SECTION 46. Section 22 of the same Act is accordingly renumbered as Section 27.

SECTION 47. Section 23 of the same Act is hereby renumbered as Section 28 and amended to read as follows:
“SEC. 28. Exempting Clause. – The Corporation shall be exempt from Presidential Decree No. 985, Presidential
Decree No. 1597, Republic Act No. 6758, as amended, Joint Resolution No. 4 (2009) and other laws on salary
standardization, Presidential Decree No. 1177, Executive Order No. 248, as amended, Executive Order No. 298
and the provisions of Republic Act No. 10149 with regard to position classification, qualification standards, and the
compensation package of the employees of the Corporation: Provided, That the PDIC shall be subject to all other
policies under Republic Act No. 10149, including, but not limited to, performance evaluation by the Governance
Commission for Government-Owned or -Controlled Corporations, selection and nomination of appointive
directors, and limitations on the creation of subsidiaries and the acquisition of affiliates except in the case of
acquisition of shares in the grant of financial assistance under this Act.”

SECTION 48. Section 24 of the same Act is deleted and a new Section 29 is added to read as follows:

“SEC. 29. Transitory Provisions. — (a) The incumbent President of the Corporation and private sector members of
the Board of Directors shall continue to exercise their respective duties and functions until replaced by the
President of the Philippines: Provided, That such new appointees shall be subject to the term of office provided
under Section 3 of this Act, as amended.

“(b) Payment of surplus dividends under Section 13(c) of this Act, as amended, shall be applicable to banks
without a court-approved final asset distribution plan at the time of the effectivity of this Act.

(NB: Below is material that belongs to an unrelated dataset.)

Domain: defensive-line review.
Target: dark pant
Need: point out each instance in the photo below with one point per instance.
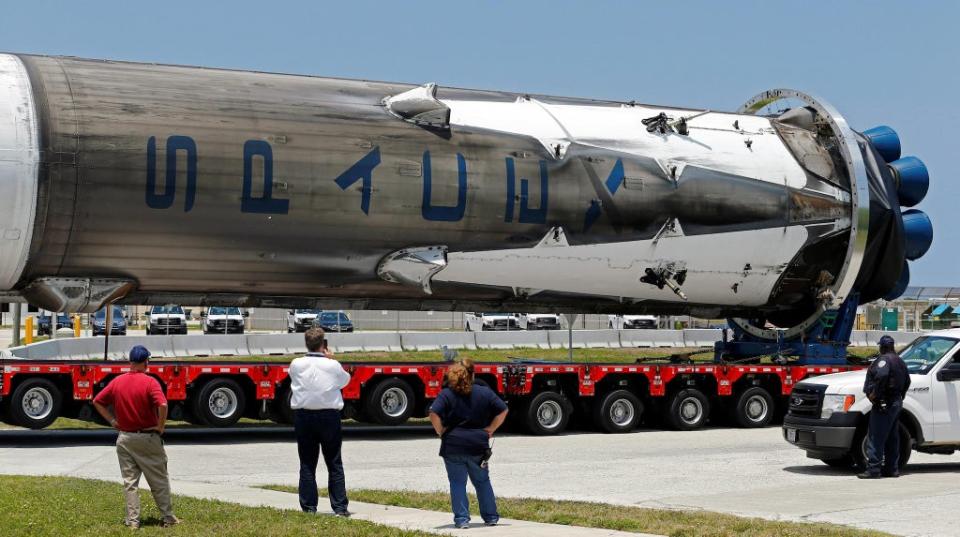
(320, 430)
(883, 445)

“(c) The preference indicated under Section 15 of this Act, as amended, shall be likewise effective upon liquidation
proceedings already commenced and pending as of the effectivity of this Act, where no distribution of assets has
been made.1âwphi1

“(d) The provisions in Section 10 of this Act, as amended, on legal assistance, protection and indemnification shall
apply to all cases pending before the effectivity of this Act.”

SECTION 49. Section 25 of the same Act is accordingly renumbered as Section 30.

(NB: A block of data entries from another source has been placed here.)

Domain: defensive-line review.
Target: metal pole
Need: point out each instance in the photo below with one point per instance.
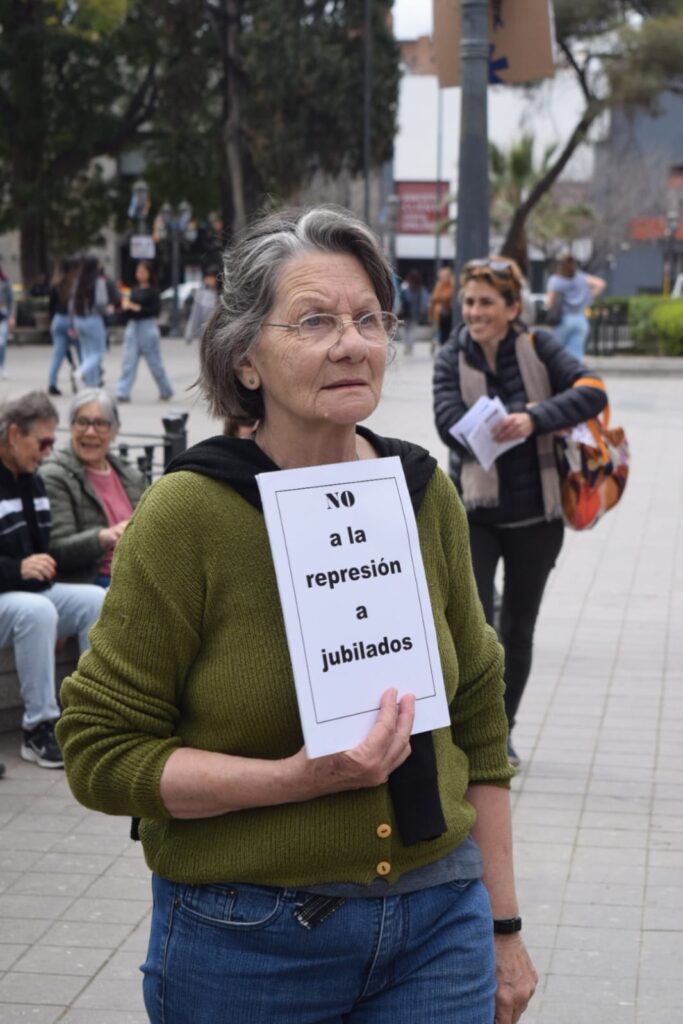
(472, 228)
(439, 146)
(367, 105)
(175, 271)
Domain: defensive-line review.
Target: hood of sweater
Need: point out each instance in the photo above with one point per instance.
(237, 461)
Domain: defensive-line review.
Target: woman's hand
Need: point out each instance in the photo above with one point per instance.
(199, 783)
(514, 426)
(369, 764)
(39, 567)
(109, 537)
(516, 978)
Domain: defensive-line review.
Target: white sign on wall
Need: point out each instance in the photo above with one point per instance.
(354, 598)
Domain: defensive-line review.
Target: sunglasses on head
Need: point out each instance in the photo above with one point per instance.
(498, 265)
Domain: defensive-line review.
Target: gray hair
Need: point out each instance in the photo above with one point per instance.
(27, 411)
(252, 268)
(103, 399)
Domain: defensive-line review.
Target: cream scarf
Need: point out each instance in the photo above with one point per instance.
(480, 488)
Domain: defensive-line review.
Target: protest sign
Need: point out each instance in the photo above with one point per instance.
(354, 597)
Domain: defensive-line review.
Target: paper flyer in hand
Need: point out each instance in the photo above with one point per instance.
(475, 430)
(354, 597)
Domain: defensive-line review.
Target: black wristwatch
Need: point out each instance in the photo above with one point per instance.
(507, 926)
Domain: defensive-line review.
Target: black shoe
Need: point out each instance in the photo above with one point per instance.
(40, 745)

SECTION 50. The Corporation may be reorganized by its Board of Directors by adopting if it so desires, an
entirely new staffing pattern or organizational structure to suit the operations of the Corporation under this Act. No
preferential or priority right shall be given to or enjoyed by any personnel for appointment to any position in the
new staffing pattern nor shah any personnel be considered as having prior or vested rights with respect to
retention in the Corporation or in any position which may be created in the new staffing pattern, even if he or she
should be the incumbent of a similar position prior to reorganization. The reorganization shall be completed within
six (6) months after the effectivity of this Act. Personnel who are not retained are deemed separated horn the
service.

SECTION 51. The Board of Directors is hereby authorized to provide separation incentives, and all those who
shall retire or be separated from the service on account of reorganization under the preceding section shall be
entitled to such incentives which may be in addition to all gratuities and benefits to which they may be entitled
under existing laws.

SECTION 52. Separability Clause. – If any provision or section of this Act or the application thereof to any person
or circumstances is held invalid, the other provisions or sections of this Act, in the application of such provision or
section to other persons or circumstances, shall not be affected thereby.

SECTION 53. Repealing Clause. – All acts or parts of acts and executive orders, administrative orders, or parts
thereof which are inconsistent with the provisions of this Act are hereby repealed.

SECTION 54. Effectivity Clause. – This Act shall take effect fifteen (15) days following the completion of its
publication in the Official Gazette or in two (2) newspapers of general circulation.